Those hankering for a little amusement after finishing their swim can take the obligatory stroll through La Maddalena, which is lined with 18th-century town houses and countless shops selling Sardinian rugs and delicacies catching the eyes of gourmets.

A small causeway and an old railroad bridge link La Maddalena with Caprera, the second-largest island in the archipelago. Its forests are even lusher than those on La Maddalena. Grander, too, are its granite formations, many of which resemble animals. Is that one a snake, a horse head or a fantastical creature of stone?

It is somewhat difficult to find the beaches on Caprera, though.

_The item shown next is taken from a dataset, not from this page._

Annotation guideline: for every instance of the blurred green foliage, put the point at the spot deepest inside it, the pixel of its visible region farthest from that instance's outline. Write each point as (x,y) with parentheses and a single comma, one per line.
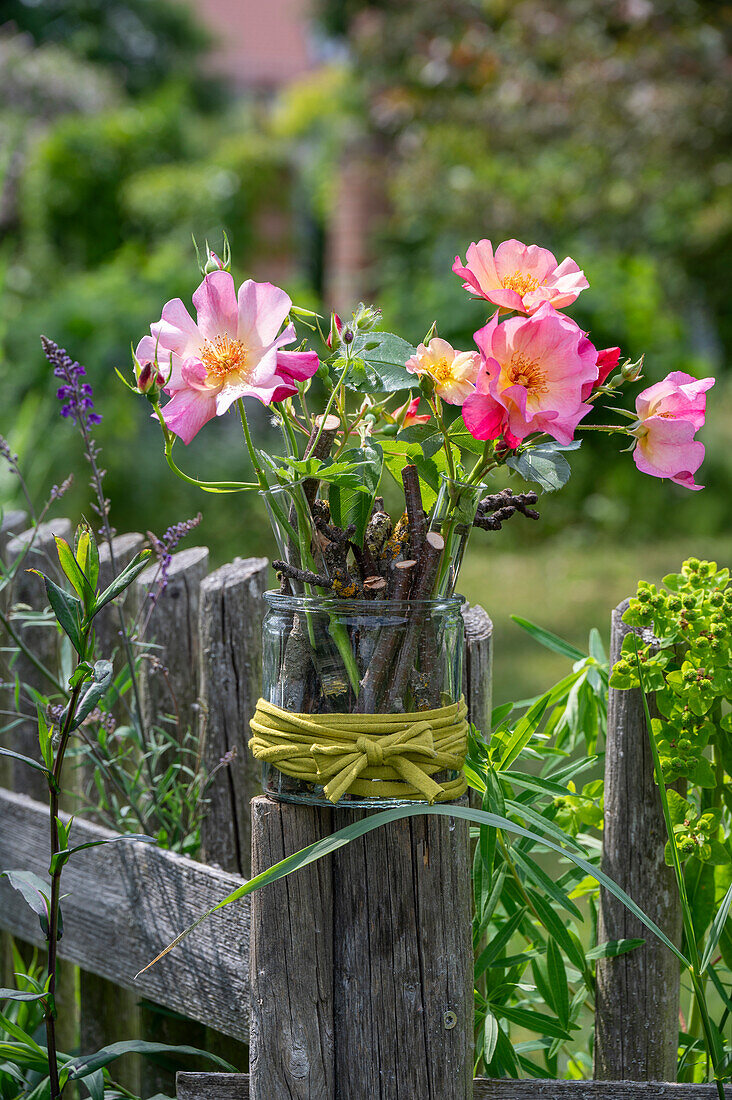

What cannot be overseen are signs of Italian freedom fighter Giuseppe Garibaldi, who settled on the island following his patriotic exploits and died there in 1882. His house, the Casa Bianca, stands in a dense stone pine forest.

Bag-packing in the evening is followed by another cosy get-together, with a view of La Maddalena's harbor. The ferries, as quiet as they are busy, glide back and forth all the while. In the distance, over the mountains on Sardinia - the "mainland", though an island itself - cloud formations are visible.

Then swarms of swallows appear out of nowhere, moving across a sky that is already about to turn night-blue. Disco music still booms from the harbor bar below, but the archipelago seems slowly to sink into silence.